Bots Are Friends[edit]

I've pointed out that most of these look like bots, apps, tools, or in some cases maybe useful links that get used frequently. None of that is bad! As long as a bot or bot-like thing that puts up the really big numbers identifies itself as such (set your User Agent, folks!) and doesn't abuse the service it's connecting to, then more power to them!

We do often try to identify bots because they can skew our A/B tests and other research because they have such extreme behavior. A bot that makes it into an A/B test and then has a session that lasts for 72 hours and sends over 200,000 queries will skew the results by more than a little.

I also want to point out that a lot of these automatic-looking bot-like queries are very well formulated.
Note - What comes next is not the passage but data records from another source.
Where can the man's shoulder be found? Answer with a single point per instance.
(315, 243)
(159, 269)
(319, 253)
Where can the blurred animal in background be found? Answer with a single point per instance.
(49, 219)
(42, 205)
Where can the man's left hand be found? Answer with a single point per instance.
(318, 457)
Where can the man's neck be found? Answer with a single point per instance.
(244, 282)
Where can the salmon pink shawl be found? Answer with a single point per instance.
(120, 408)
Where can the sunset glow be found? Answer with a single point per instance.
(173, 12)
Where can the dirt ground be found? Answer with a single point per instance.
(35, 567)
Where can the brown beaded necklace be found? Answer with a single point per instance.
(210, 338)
Regexes are expensive because they need to scan over the text to find what they need. Using a non-regex part of the query to limit the number of articles helps a lot.
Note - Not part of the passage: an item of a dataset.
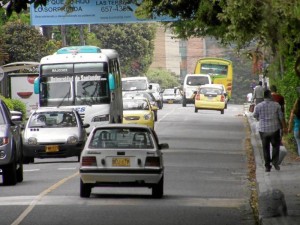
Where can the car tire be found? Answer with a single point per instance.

In the case of the URL queries—like insource:"/" insource:/\/www[.]example[.]org[ \|\]}$\\n]/i—the insource:"/" part of the query gets the set of documents to consider down from over five million to 74 on English Wikipedia. Scanning just those with the exact regex insource:/\/www[.]example[.]org[ \|\]}$\\n]/i is much much faster than scanning all five million.

Similarly, the query insource:"на России" insource:/на России,/ is well written because anything that has "на России," with a comma will of course also have the phrase "на России" in it. On Russian Wikipedia, there are only three instances with a comma, but you only have to search the 80 articles that match insource:"на России" to find them. It also decreases the number of false postive hits on other words that end in "-на" that are followed by "России,".

I wrote a blog post, "So -happy to meet you," about how to make similar queries more efficient.

Well-formulated queries like that are good for the services they use—because the queries are less expensive to run—and good for the users sending the queries—because the queries are less likely to time out and give partial results.